Ieri ho tenuto in presenza l’esame finale del mio corso universitario, al temine del semestre. Era la prima volta che vedevo buona parte degli studenti, che hanno frequentato da remoto. È stato bello trovarli, ma mi sono reso conto che non sono riuscito a dare loro quanto sono solito trasmettere agli allievi ingegneri. Volti che solitamente divengono parte del mio percorso professionale e umano mi apparivano estranei. E mi sono sentito privato di qualcosa di importante. Questa didattica limitata al trasferimento delle nozioni, priva di quell’interazione anche emotiva che si costruisce nella frequentazione quotidiana, non la trovo appagante. Né per chi insegna, né per chi è nel momento più fertile della propria vita professionale nella scuola.
Università e scuola
L’Università, e ancor più la scuola, è in primo luogo una condivisione di riflessioni, un reciproco interrogarsi, un crescere insieme, costruito certo intorno a dei contenuti specifici, ma assai più ampio di una materia di studio. Forse non ricordiamo a decenni di distanza i contenuti delle lezioni dei nostri insegnanti più autorevoli, ma certamente ne ricordiamo la statura morale e il patrimonio di valori, che sono divenuti parte di noi stessi. C’è molto delle sensibilità dei miei professori del liceo nel mio modo di pensare.

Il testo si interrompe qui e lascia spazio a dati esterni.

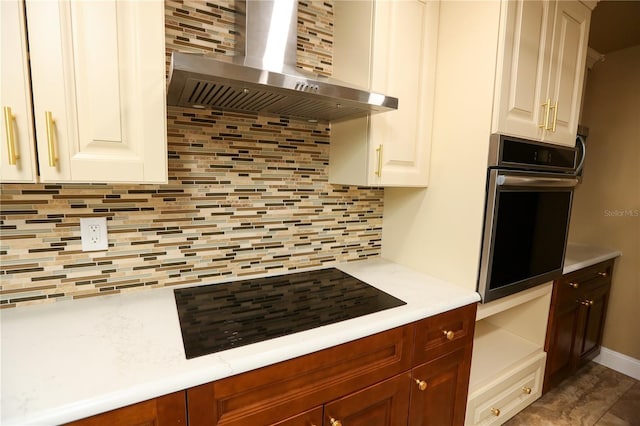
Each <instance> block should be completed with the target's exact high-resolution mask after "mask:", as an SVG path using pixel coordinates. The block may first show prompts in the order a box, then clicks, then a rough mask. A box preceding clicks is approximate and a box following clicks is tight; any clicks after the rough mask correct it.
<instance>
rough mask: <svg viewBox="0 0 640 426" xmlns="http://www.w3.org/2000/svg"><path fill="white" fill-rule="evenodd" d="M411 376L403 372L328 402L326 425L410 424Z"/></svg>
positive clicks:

Perché meglio la scuola in presenza
Per questo ritengo che dopo due anni di relazioni a singhiozzo, forzatamente diradate tra docenti e discenti, sia stato un bene mantenere aperte le scuole alla ripresa dalle vacanze, pur in presenza di una situazione gravissima sul piano sanitario (oltre 350 morti in un giorno sono un dramma enorme). Non ho idea se sarebbe possibile contenere ulteriormente la diffusione del virus tenendo tutti gli studenti a casa, ma sono consapevole che il costo sociale per le famiglie e per i ragazzi più giovani sarebbe più elevato.
Al dolore della malattia si sommerebbero i disagi organizzativi. Già pesantissimi per coloro che si trovano in isolamento, i rapporti spezzati, le distanze che tornerebbero ad allungarsi portando solitudine.
Differenza tra smartworking nelle professioni e nella scuola
Se ha senso il telelavoro per coloro che svolgono professioni che comportano relazioni tra adulti, nel caso dell’educazione c’è questo aspetto ulteriore della necessità di coltivare e cementare le relazioni. Soprattutto tra pari, che spinge per non isolare i ragazzi nell’età dell’evoluzione.
È certamente difficile gestire la logistica scolastica quando c’è un elevato numero di insegnanti e di operatori costretti all’isolamento e si deve pensare a forme di didattica nuove, con classi con un numero di studenti ridotti o con docenti condivisi, ma non possiamo allungare l’isolamento dei nostri ragazzi.
In accordo con Draghi
Apprezzo dunque la scelta del governo Draghi, frutto della capacità di contemperare tutti i fattori che concorrono alla tutela della salute e del benessere delle persone, soprattutto dei più giovani.
Speriamo di poter uscire rapidamente dalla pandemia, senza dover pagare un tributo troppo alto a questa nuova impennata di contagi. Ma possiamo essere certi che in ogni caso la scuola e la didattica universitaria sono comunque cambiate per sempre. Con un maggior coinvolgimento degli studenti e un uso più estensivo delle tecnologie digitali, anche in presenza.
Il compito di noi docenti
Come nell’economia, la pandemia ha lavorato da acceleratore di processi in corso e fortunatamente non solo quelli negativi. A noi sta la capacità di innescare cambiamenti virtuosi. Prendendo lo stimolo per fare innovazione e far si che questa piaga terribile che ci colpisce da due anni porti con sé anche qualcosa di buono. Per i giovani, in primo luogo.